Astoundingly, father Arzuaga managed to get an audience with executioner-in-chief Che Guevara where he pleaded the boy’s case. “Quickly I realized my pleas were pointless, “recalls the priest. “The harder I pleaded for his compassion, the wider and crueler became Che Guevara’s famous sneer.”

“OK, fine. We’ll take it up tonight at the Tribunal of Appeals,” Che finally said while continuing to sneer at the distraught priest.

But what Che did at the “appeals hearing,” (that was attended by little Ariel’s single mother) was confirm the death sentence and schedule the firing squad murder for that very night. 

As they left the ‘hearing,” “Che was walking with his usual entourage when he noticed me,” recalls father Arzuaga. “He sneered again and waved hello. Suddenly I saw Ariel’s hysterical mother run in front of Che and throw herself on the ground.”

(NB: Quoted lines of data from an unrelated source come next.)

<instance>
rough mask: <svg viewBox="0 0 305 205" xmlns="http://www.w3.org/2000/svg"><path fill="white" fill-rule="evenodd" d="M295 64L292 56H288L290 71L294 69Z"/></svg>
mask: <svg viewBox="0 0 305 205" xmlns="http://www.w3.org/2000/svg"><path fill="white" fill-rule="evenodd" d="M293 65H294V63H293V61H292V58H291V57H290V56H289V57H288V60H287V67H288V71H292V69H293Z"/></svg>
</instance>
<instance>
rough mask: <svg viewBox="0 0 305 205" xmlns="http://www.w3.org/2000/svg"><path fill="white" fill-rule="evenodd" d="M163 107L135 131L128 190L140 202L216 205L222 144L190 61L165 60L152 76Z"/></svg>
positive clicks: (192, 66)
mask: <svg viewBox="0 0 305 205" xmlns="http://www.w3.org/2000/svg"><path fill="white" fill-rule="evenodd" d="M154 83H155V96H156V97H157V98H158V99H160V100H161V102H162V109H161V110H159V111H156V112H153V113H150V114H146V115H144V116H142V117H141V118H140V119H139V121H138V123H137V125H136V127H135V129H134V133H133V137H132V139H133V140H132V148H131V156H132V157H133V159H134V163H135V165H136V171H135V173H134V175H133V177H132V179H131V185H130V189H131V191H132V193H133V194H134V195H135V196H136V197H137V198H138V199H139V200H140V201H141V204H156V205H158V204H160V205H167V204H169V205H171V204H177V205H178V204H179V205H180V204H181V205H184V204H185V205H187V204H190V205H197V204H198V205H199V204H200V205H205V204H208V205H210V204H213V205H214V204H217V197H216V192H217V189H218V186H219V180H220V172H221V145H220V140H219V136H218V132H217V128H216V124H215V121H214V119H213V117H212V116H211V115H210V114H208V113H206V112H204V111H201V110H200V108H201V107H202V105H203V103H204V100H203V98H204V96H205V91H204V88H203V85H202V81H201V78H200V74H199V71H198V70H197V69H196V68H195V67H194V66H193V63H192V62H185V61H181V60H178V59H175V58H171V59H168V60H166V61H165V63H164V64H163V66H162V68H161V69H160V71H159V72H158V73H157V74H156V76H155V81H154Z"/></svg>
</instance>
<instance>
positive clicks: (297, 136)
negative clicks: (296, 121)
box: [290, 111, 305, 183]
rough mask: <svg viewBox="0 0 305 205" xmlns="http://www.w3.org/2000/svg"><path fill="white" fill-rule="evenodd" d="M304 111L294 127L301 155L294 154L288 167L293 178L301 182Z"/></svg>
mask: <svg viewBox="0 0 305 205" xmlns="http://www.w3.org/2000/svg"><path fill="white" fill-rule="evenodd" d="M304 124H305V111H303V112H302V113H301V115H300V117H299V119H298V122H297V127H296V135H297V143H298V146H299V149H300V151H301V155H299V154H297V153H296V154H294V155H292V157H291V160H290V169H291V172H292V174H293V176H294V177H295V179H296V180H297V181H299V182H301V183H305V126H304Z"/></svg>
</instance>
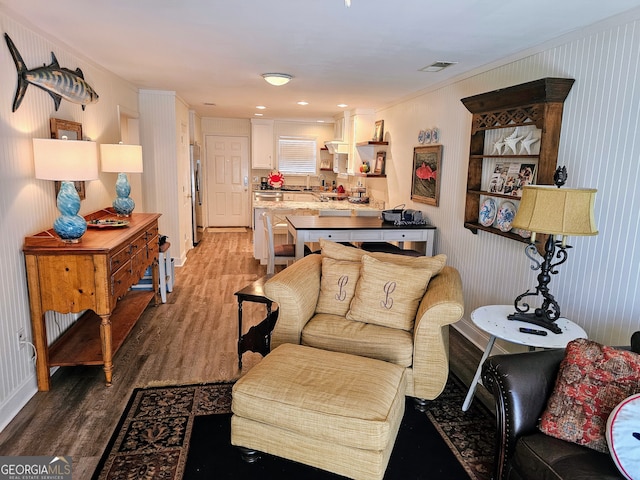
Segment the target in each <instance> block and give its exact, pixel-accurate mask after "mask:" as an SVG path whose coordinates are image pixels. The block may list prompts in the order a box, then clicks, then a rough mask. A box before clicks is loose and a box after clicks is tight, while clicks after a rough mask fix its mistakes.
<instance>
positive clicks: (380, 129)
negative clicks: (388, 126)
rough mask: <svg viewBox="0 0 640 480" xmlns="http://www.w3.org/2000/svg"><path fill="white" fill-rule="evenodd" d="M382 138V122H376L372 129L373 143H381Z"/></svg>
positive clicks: (383, 134)
mask: <svg viewBox="0 0 640 480" xmlns="http://www.w3.org/2000/svg"><path fill="white" fill-rule="evenodd" d="M383 138H384V120H378V121H377V122H376V126H375V128H374V129H373V139H372V140H373V141H374V142H382V141H383Z"/></svg>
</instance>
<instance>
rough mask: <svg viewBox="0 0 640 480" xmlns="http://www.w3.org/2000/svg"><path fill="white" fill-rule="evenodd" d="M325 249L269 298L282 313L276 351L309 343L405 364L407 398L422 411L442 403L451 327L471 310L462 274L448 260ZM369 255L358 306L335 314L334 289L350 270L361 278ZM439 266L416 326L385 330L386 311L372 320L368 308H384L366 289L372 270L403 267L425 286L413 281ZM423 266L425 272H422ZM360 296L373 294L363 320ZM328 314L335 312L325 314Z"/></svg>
mask: <svg viewBox="0 0 640 480" xmlns="http://www.w3.org/2000/svg"><path fill="white" fill-rule="evenodd" d="M321 245H322V255H318V254H315V255H309V256H307V257H304V258H303V259H302V260H299V261H297V262H296V263H294V264H293V265H291V266H289V267H287V268H286V269H284V270H282V271H281V272H279V273H278V274H276V275H275V276H274V277H272V278H271V279H270V280H269V281H268V282H267V283H266V284H265V294H266V295H267V297H268V298H270V299H271V300H273V301H275V302H276V303H277V304H278V306H279V318H278V322H277V324H276V326H275V328H274V330H273V333H272V337H271V347H272V349H273V348H275V347H277V346H278V345H280V344H283V343H294V344H303V345H309V346H312V347H316V348H321V349H324V350H332V351H339V352H343V353H351V354H355V355H362V356H367V357H371V358H377V359H379V360H385V361H389V362H393V363H397V364H399V365H401V366H403V367H405V369H406V375H407V380H408V381H407V389H406V395H408V396H411V397H415V398H416V399H417V400H416V403H417V404H418V406H420V405H424V403H425V401H426V400H433V399H435V398H436V397H437V396H438V395H440V393H441V392H442V391H443V389H444V387H445V384H446V381H447V377H448V374H449V336H448V334H449V330H448V328H449V325H450V324H452V323H455V322H457V321H458V320H459V319H460V318H461V317H462V315H463V311H464V303H463V297H462V282H461V279H460V275H459V273H458V271H457V270H456V269H455V268H452V267H448V266H443V265H444V261H445V260H446V257H444V256H443V255H440V256H437V257H417V258H413V257H404V256H401V255H391V254H388V253H371V252H365V251H363V250H360V249H357V248H352V247H346V246H342V245H338V244H335V243H333V242H321ZM364 255H366V256H367V261H366V263H365V264H364V266H363V267H362V270H361V271H360V276H359V278H358V281H357V285H355V286H354V285H353V284H354V283H356V282H354V281H351V286H352V287H353V288H355V296H354V298H353V300H351V303H350V304H346V305H345V306H344V310H343V311H334V310H331V308H332V307H327V306H326V303H327V299H329V300H332V299H333V298H334V297H336V298H337V297H338V296H339V293H335V294H334V293H333V291H331V290H328V288H329V287H328V286H327V285H328V284H329V283H330V284H331V285H333V284H334V280H335V283H337V284H340V282H342V283H343V284H344V283H345V278H347V277H348V275H347V272H348V271H349V270H350V269H353V270H352V272H353V271H356V272H357V271H358V269H359V268H360V262H361V260H362V257H363V256H364ZM336 257H337V258H336ZM345 257H346V259H345ZM371 258H373V259H374V260H372V259H371ZM431 259H433V262H435V263H437V262H441V263H440V264H439V266H436V267H434V270H433V272H432V273H434V274H433V275H432V276H431V278H428V277H427V281H428V284H427V287H426V290H424V291H423V292H421V293H419V294H418V295H419V298H417V300H416V307H417V309H416V310H413V311H412V313H411V318H410V321H409V322H405V323H401V324H398V325H396V324H385V323H384V322H383V321H382V319H381V317H383V316H384V312H383V314H377V313H375V311H374V310H371V311H370V312H371V314H370V316H369V317H367V315H368V313H367V312H369V310H367V308H376V307H377V306H378V304H380V303H381V301H380V300H378V297H376V296H375V295H374V294H373V292H364V291H362V288H365V287H366V284H365V283H362V282H364V281H365V280H366V278H365V275H366V274H367V271H368V270H367V268H370V267H371V265H373V267H371V268H379V269H380V270H376V271H375V274H376V279H377V277H380V276H382V275H384V274H385V273H384V272H386V271H387V270H384V269H385V268H389V269H391V270H390V271H391V272H394V270H393V269H394V268H398V269H400V270H395V273H400V275H398V276H401V277H405V276H407V280H408V281H409V282H411V283H420V282H421V281H423V280H420V281H415V282H413V281H412V280H411V277H410V274H412V273H418V272H419V273H420V274H422V272H423V271H424V270H428V269H429V268H431V267H430V266H429V265H427V266H426V267H424V265H426V264H428V263H429V262H430V261H431ZM362 261H363V262H364V260H362ZM390 261H398V262H399V263H400V265H396V266H393V267H388V264H387V263H386V262H390ZM350 262H353V263H354V264H355V266H354V265H351V264H350ZM411 262H418V263H417V264H412V263H411ZM417 265H421V266H420V267H418V268H416V266H417ZM331 269H334V271H333V272H332V271H331ZM336 269H337V272H338V273H337V274H336V272H335V270H336ZM380 272H382V273H380ZM405 274H406V275H405ZM323 279H324V280H323ZM352 280H353V279H352ZM363 285H364V286H363ZM359 287H362V288H360V289H359ZM401 290H404V289H401V288H400V283H399V284H398V288H397V291H396V292H395V293H394V295H396V294H398V295H399V293H400V291H401ZM341 293H342V292H341ZM369 294H371V295H369ZM359 295H360V296H363V295H365V296H364V297H363V298H364V302H361V303H364V304H365V305H364V309H363V310H362V312H361V314H360V315H359V316H358V315H352V314H356V313H357V312H355V310H356V308H357V305H358V296H359ZM347 301H348V298H347ZM395 301H396V304H395V307H398V308H399V307H402V306H405V305H404V303H405V301H404V300H402V299H401V298H398V297H397V296H396V298H395ZM406 302H408V300H407V301H406ZM401 303H402V305H401ZM361 307H362V305H361ZM395 307H394V308H395ZM327 311H329V312H333V313H325V312H327ZM344 312H346V313H344ZM363 315H364V318H363ZM367 318H368V319H369V320H370V321H371V323H368V321H367ZM396 327H397V328H396Z"/></svg>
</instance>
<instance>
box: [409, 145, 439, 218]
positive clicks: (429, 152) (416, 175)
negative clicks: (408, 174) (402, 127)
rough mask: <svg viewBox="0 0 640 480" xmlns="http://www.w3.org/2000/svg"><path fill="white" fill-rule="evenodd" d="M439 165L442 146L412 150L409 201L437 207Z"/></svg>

“Woman,” Guevara laughed at her. “Go see that guy,” and Che turned and pointed at me,” writes father Arzuaga. Padre Javier is a professional at consoling people,” Che chuckled. “Then he looked over at me laughing. “She’s all yours, padre.”

“I walked over and helped the devastated women who had fallen on the ground sobbing uncontrollably,” recalls the priest. “Put yourself in God’s hands, ‘Mam,” I prayed. “Try and rise above this tragedy. God will help you learn to live without your son.”

“That night (the mentally–handicapped) Ariel Lima was still in a totally dazed condition as they tied him to the execution stake,” wrote father Arzuaga, “totally unaware he was about to be murdered.”

“FUEGO!”  And the volley shattered Ariel’s little quivering body.

No doubt Che was watching and gloating from his window, as was his custom. Che's second-story office in La Cabana had a section of wall torn out so he could watch his darling firing-squads at work.

“My nostrils dilate while savoring the acrid odor of gunpowder and blood. Crazy with fury I will stain my rifle red while slaughtering any surrendered enemy that falls in my hands! We must keep our hatred alive and fan it to paroxysm!”

Alas, the “acrid odor of gunpowder and blood” rarely reached Che Guevara’s nostrils from actual combat. It always came from the close-range murder of bound, gagged or blindfolded men (and boys).

Rigoberto Hernandez was 17 when Che's soldiers dragged him from his cell in La Cabana, jerked his head back to gag him, and started dragging him to the stake. Little "Rigo" pleaded his innocence to the very bloody end. But his pleas were garbled and difficult to understand. His struggles while being gagged and bound to the stake were also awkward. The boy had been a janitor in a Havana high school and was mentally retarded. His single mother had pleaded his case with hysterical sobs. She had begged, beseeched and finally proven to his "prosecutors" that it was a case of mistaken identity. Her only son, a boy in such a condition, couldn't possibly have been "a CIA agent planting bombs."

"FUEGO!" and the firing squad volley shattered Rigo's little bent body as he moaned and struggled awkwardly against his bounds, blindfold and gag.

“Certainly we execute!” boasted Che Guevara to the UN General Assembly Dec. 1964.  “And we will continue executing as long as it is necessary!” Those executions (murders, actually; execution implies a judicial process) had reached about 16,000 by the time of Che Guevara’s boast, the equivalent, given the relative populations, of over half a million executions in the U.S. (This figure comes from The Black Book of Communism, by the way, written by French scholars and published in English by Harvard University Press, neither outfit exactly a bastion of “Crazy Embittered-Loud-Mouthed-Right-Wing-Cuban Exiles!”

Quite fittingly, Che’s bloodthirsty boast was made while addressing the hallowed halls of the United Nations on Dec. 9, 1964.

Perhaps Ambassador Nikki Haley can remind the UN General Assembly of the ovation they gave Che Guevara upon his boast that day?